Sul Lagazuoi e sulla Marmolada, tra il 1915 e il 1917, italiani e austro-ungarici si combatterono a colpi di mine e di gallerie scavate nella roccia e nel ghiaccio. Oggi due musei restituiscono la memoria di quella “guerra bianca” combattuta alle quote più estreme.

Il Lagazuoi, la guerra di mina
Il Lagazuoi (2.835 m) sovrasta il Passo Falzarego, tra Cortina d’Ampezzo e la Val Badia. Tra il 1915 e il 1917 la montagna fu teatro di uno dei fronti più aspri della Grande Guerra tra il Regno d’Italia e l’Impero austro-ungarico: due plotoni di Alpini occuparono le posizioni sul versante sud già nell’ottobre 1915, dando avvio a una lunga guerra di posizione combattuta in quota. Entrambi gli eserciti scavarono nella roccia estesi sistemi di gallerie: gli austro-ungarici fortificarono l’interno del Piccolo Lagazuoi, mentre gli italiani realizzarono lungo la Cengia Martini una galleria di oltre un chilometro, concepita come galleria di mina, fatta brillare nel giugno 1917 con oltre trentamila chilogrammi di esplosivo. Gli austriaci risposero con proprie mine. Nessuno dei due eserciti ottenne una vittoria decisiva sulla vetta; dopo la disfatta di Caporetto, nel novembre 1917, le truppe italiane abbandonarono tutte le posizioni.
Oggi l’area costituisce il Lagazuoi Museo all’aperto della Grande Guerra: un percorso di trincee, gallerie, ricoveri e postazioni per mitragliatrici restaurati e segnalati, visitabile nella stagione estiva. Vi si può camminare lungo il Sentiero Kaiserjäger, ferrata attrezzata con funi metalliche che un tempo collegava il fondovalle alle posizioni sommitali, oppure percorrere l’antica Galleria del Lagazuoi, con un dislivello interno di circa 650 metri tra il Passo Falzarego e il Rifugio Lagazuoi. La cabinovia del Lagazuoi collega comodamente il passo al rifugio, rendendo la vetta accessibile anche senza scalate impegnative.
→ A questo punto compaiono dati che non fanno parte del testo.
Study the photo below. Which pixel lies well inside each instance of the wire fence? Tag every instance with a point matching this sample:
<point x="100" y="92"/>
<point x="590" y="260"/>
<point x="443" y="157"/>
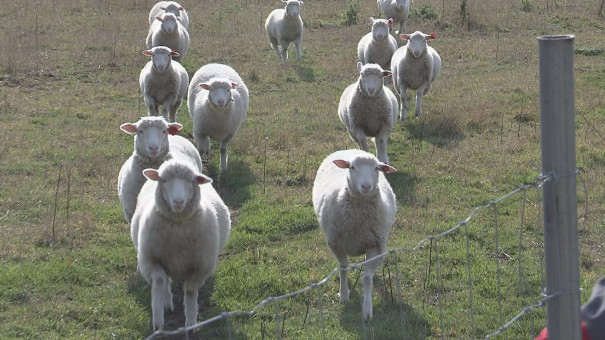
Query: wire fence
<point x="433" y="297"/>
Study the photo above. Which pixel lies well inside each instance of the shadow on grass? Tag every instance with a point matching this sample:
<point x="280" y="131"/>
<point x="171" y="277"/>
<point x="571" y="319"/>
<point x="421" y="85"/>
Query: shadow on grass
<point x="438" y="129"/>
<point x="403" y="184"/>
<point x="175" y="319"/>
<point x="233" y="184"/>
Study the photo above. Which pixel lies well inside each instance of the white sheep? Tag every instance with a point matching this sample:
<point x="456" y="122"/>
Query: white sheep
<point x="164" y="82"/>
<point x="168" y="31"/>
<point x="356" y="208"/>
<point x="179" y="227"/>
<point x="218" y="103"/>
<point x="169" y="6"/>
<point x="378" y="46"/>
<point x="154" y="142"/>
<point x="415" y="66"/>
<point x="369" y="109"/>
<point x="284" y="26"/>
<point x="398" y="10"/>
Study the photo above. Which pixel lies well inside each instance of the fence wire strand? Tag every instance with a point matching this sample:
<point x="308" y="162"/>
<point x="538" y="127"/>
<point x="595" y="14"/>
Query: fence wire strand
<point x="432" y="239"/>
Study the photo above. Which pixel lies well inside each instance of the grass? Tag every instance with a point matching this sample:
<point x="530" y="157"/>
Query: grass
<point x="71" y="78"/>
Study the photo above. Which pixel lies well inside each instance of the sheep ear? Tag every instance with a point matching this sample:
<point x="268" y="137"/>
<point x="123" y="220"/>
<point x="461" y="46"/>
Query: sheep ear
<point x="129" y="128"/>
<point x="342" y="164"/>
<point x="387" y="169"/>
<point x="151" y="174"/>
<point x="174" y="128"/>
<point x="202" y="179"/>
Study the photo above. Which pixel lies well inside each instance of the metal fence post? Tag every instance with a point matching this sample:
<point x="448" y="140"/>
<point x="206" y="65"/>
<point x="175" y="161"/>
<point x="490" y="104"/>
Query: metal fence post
<point x="561" y="246"/>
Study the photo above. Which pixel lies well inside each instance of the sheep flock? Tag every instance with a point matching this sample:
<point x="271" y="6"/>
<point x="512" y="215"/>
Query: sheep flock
<point x="172" y="205"/>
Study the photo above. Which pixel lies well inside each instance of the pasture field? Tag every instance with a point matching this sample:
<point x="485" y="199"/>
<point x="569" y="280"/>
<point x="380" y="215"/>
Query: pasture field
<point x="69" y="77"/>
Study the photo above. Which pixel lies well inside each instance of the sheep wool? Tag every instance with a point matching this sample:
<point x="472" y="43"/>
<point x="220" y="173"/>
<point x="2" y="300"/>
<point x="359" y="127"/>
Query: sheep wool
<point x="179" y="228"/>
<point x="163" y="82"/>
<point x="168" y="31"/>
<point x="378" y="46"/>
<point x="415" y="66"/>
<point x="154" y="142"/>
<point x="368" y="109"/>
<point x="218" y="104"/>
<point x="398" y="10"/>
<point x="285" y="26"/>
<point x="169" y="6"/>
<point x="356" y="208"/>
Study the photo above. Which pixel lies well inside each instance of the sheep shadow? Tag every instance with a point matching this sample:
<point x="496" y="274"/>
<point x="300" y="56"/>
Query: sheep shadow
<point x="403" y="184"/>
<point x="392" y="317"/>
<point x="175" y="319"/>
<point x="233" y="184"/>
<point x="437" y="128"/>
La Marmolada e la guerra bianca
La Marmolada, con la Punta Penia (3.343 m), è la montagna più alta delle Dolomiti e fu anch’essa fronte di guerra, teatro della cosiddetta “guerra bianca” combattuta tra rocce e ghiacci. Il 13 dicembre 1916, ricordato come il giorno di Santa Lucia, una valanga di circa un milione di metri cubi di neve e ghiaccio travolse le postazioni austro-ungariche, uccidendo circa 300 soldati. Per proteggersi dal fuoco nemico e dalle intemperie, gli austro-ungarici scavarono nel cuore del ghiacciaio un vero labirinto di gallerie e ricoveri, noto come “Città di Ghiaccio”, oggi scomparso a causa del naturale movimento e assottigliamento del ghiacciaio.

Il museo a 3.000 metri
A quota 3.000 metri, su Punta Serauta, sorge il Museo Marmolada Grande Guerra 3000m, il museo più alto d’Europa: fondato da Mario Bartoli e inaugurato il 9 giugno 1990, è stato completamente rinnovato nel 2015 in occasione del centenario del conflitto. Su circa 300 metri quadrati espone reperti, armi, uniformi, documenti, fotografie d’epoca e un allestimento multimediale che racconta la vita dei soldati alle quote più estreme mai raggiunte da un fronte di guerra. Il museo è raggiungibile con la Funivia Marmolada da Malga Ciapela, nel comune di Rocca Pietore.
Come organizzare la visita
Entrambi i siti sono raggiungibili con impianti di risalita (cabinovia del Lagazuoi da Passo Falzarego, funivia Marmolada da Malga Ciapela) e sono accessibili nella stagione estiva; per orari, aperture e condizioni del percorso attrezzato si consiglia di consultare i siti ufficiali prima della visita. Fanno parte di una rete più ampia di musei e sentieri della Grande Guerra che punteggiano le Dolomiti Bellunesi.
Fonti: Wikipedia, lagazuoi.it, Museo Marmolada Grande Guerra, funiviemarmolada.com.